The popular historical television drama, which originally aired in 2016 and has run for three series, has left many UK viewers asking how much is fact – and how much is fiction – about Queen Victoria’s visit to Scotland
Series Two, Episode Seven - which is titled ‘The King Over the Water’ - sees Queen Victoria, portrayed by the popular Jenna Coleman in the lead role, head to the Scottish Highlands after a series of assassination attempts in London.
That is just the beginning of the dramatic events which unfold for the Queen throughout the episode.
However, with viewers currently re-watching series two via ITV Hub, the episode has left many questioning what the real history of Victoria’s visit to Scotland was.
Did Queen Victoria visit Scotland?
Yes. 100% true. Queen Victoria visited Scotland many times.
Queen Victoria made her first royal visit to Scotland just five years after taking the throne, touring the country in 1842 with Prince Albert by her side. The couple spent several days in Edinburgh, writing in her journal that the road into Leith ‘quite enchanting’.
Her second visit came in 1844, when she returned with her husband and daughter Vicky to visit Blair Castle in Perthside for a total of three weeks.

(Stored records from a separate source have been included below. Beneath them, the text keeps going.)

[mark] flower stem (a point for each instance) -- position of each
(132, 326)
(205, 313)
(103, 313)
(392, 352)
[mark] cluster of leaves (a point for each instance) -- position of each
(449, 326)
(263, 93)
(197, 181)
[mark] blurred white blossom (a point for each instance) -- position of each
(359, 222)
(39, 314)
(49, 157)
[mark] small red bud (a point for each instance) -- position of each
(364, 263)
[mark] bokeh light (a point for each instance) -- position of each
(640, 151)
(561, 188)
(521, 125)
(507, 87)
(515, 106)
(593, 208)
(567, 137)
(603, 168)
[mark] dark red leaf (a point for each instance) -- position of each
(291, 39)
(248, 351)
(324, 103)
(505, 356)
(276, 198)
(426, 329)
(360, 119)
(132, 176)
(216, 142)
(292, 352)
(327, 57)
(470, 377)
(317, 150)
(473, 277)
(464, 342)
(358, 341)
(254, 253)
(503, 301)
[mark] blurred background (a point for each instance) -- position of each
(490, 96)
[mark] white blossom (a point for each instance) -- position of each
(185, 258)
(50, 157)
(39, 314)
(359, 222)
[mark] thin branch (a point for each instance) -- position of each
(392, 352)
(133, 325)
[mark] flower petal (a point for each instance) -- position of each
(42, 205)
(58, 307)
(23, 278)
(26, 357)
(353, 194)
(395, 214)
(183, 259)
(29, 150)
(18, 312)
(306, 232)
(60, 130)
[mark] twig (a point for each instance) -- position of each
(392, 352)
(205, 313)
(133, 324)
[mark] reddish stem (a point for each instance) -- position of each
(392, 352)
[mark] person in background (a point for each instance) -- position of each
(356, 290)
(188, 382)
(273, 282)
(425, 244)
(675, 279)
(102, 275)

The TV show actually filmed episode seven of the show at Blair Castle.
She had written in her journal, following a visit to the ‘beautiful Highlands’, she had ‘become so fond’ of the sound of bagpipes.

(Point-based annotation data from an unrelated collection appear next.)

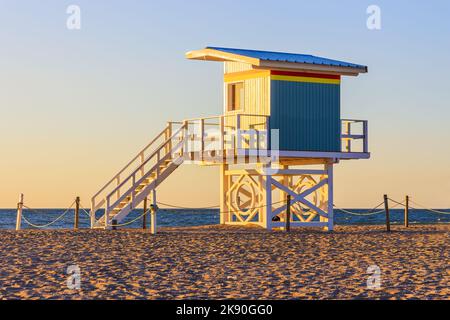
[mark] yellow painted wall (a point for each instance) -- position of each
(256, 93)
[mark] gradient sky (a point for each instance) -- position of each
(77, 105)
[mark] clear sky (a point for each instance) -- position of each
(76, 105)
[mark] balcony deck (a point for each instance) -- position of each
(247, 138)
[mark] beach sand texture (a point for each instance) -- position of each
(219, 262)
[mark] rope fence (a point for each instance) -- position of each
(79, 207)
(47, 224)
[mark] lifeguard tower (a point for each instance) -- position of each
(279, 137)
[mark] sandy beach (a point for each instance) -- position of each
(217, 262)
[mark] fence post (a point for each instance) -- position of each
(153, 226)
(386, 209)
(407, 212)
(77, 213)
(114, 224)
(144, 217)
(153, 209)
(288, 213)
(19, 212)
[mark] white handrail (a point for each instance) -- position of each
(116, 177)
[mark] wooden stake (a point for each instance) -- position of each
(153, 226)
(144, 218)
(77, 213)
(19, 212)
(386, 209)
(288, 213)
(407, 212)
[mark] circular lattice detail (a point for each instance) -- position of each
(317, 197)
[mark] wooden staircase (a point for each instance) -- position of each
(142, 175)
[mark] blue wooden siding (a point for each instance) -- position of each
(307, 115)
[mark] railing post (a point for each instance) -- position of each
(169, 136)
(77, 213)
(142, 162)
(117, 185)
(19, 212)
(107, 213)
(133, 180)
(202, 135)
(366, 137)
(238, 132)
(186, 136)
(92, 213)
(288, 213)
(144, 217)
(407, 212)
(222, 136)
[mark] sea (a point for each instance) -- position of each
(199, 217)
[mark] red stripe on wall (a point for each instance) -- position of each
(304, 74)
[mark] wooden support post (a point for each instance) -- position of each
(407, 212)
(386, 209)
(202, 136)
(19, 212)
(144, 217)
(92, 218)
(224, 186)
(330, 209)
(77, 213)
(288, 213)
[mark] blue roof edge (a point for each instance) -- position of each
(289, 57)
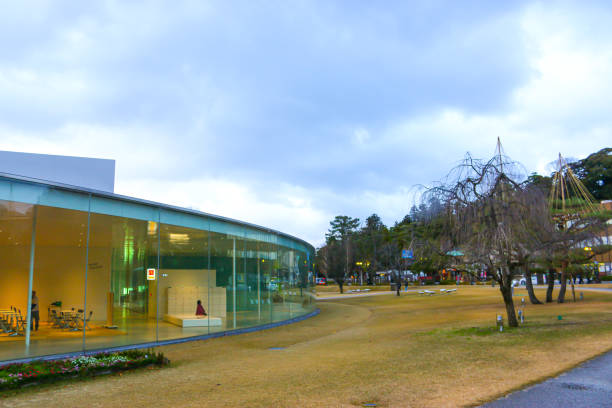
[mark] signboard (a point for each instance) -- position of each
(151, 274)
(407, 254)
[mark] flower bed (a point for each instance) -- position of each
(21, 374)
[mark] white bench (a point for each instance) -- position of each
(191, 320)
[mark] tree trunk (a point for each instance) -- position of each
(532, 297)
(563, 280)
(551, 285)
(505, 288)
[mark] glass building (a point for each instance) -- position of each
(111, 271)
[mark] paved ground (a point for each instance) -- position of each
(588, 385)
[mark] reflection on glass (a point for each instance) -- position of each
(15, 244)
(89, 265)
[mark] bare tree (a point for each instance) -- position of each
(490, 216)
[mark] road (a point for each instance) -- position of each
(588, 385)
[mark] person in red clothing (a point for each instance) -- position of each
(200, 309)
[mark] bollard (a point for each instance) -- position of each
(500, 322)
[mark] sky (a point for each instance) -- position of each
(287, 113)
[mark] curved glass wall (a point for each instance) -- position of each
(83, 270)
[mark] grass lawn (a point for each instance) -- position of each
(407, 351)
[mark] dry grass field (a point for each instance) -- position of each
(411, 351)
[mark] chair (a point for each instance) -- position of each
(20, 324)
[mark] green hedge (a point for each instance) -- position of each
(17, 375)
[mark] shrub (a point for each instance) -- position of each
(17, 375)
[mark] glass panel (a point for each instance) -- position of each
(188, 292)
(121, 302)
(58, 281)
(228, 266)
(15, 242)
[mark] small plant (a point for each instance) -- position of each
(17, 375)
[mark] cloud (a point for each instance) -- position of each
(287, 114)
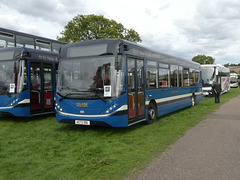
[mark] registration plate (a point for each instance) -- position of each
(81, 122)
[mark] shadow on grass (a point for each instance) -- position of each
(100, 129)
(26, 119)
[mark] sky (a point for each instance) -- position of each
(182, 28)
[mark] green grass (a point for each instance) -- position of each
(41, 148)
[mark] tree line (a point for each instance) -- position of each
(90, 27)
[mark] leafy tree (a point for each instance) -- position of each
(89, 27)
(203, 59)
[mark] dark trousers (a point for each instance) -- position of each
(217, 97)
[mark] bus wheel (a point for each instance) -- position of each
(152, 113)
(193, 101)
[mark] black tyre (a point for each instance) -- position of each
(193, 101)
(152, 113)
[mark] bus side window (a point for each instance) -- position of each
(186, 77)
(163, 75)
(152, 75)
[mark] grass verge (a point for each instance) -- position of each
(40, 148)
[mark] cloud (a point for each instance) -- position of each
(213, 29)
(55, 10)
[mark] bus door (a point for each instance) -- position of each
(41, 88)
(136, 93)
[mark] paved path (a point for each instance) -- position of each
(209, 151)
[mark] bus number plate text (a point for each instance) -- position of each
(81, 122)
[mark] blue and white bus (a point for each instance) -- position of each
(117, 83)
(28, 67)
(27, 81)
(10, 38)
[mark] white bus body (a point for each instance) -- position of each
(215, 72)
(234, 80)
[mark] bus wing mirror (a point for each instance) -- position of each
(16, 66)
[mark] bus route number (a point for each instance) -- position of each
(81, 104)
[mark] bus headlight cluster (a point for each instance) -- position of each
(14, 102)
(111, 108)
(58, 107)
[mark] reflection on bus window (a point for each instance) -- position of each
(151, 75)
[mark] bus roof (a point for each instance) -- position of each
(32, 54)
(119, 46)
(10, 34)
(220, 67)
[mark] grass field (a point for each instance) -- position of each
(41, 148)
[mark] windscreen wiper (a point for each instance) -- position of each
(71, 93)
(93, 91)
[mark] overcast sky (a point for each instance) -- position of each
(183, 28)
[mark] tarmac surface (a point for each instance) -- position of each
(208, 151)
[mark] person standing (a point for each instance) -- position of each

The Queen subsequently made several visits to Scotland here after, even building a castle of their own after taking possession of Balmoral in 1848.
Did Victoria and Albert get lost in the Scottish Highlands?
In the episode, the Queen and her husband are shown getting lost in a forest alone in the Scottish Highlands, with Prince Albert on horseback.
Later in the episode, Her Majesty is forced to seek help and shelter from a poor Scottish couple, who cook fish for her and her husband on an open fire and the Royal couple spent the night.
She hides her identity in the episode and learns how to ‘darn a sock’ like a regular citizen.
But how much is fact, and how much is dramatised fantasy?
Well, first and foremost, it is well documented that Victoria was keen on recording her trips to Scotland, as shown by the series of journals entries which is accessible to this day.
She would document what each day entailed, what activities the couple got up to throughout their day and, sometimes, even draw the people that she would meet.
Despite this, there is no mention in any of her diary entries about getting lost in a forest with Albert, nor taking shelter in a hut with a poor Scottish couple.
However, Victoria does make mention of a visit to a ‘cottage’, though it is safe to say it was certainly not a poor man’s hut, as she mentions several paintings on the wall of the cottage from painters such as Sir Edwin Henry Landsee.
There is also a mention of a pony ride accompanied by only one servant and another entry of the Queen becoming concerned about the oncoming nightfall during another ride, though she writes that they did make it home, adding it was ‘a long day indeed, but one which I shall not easily forget.’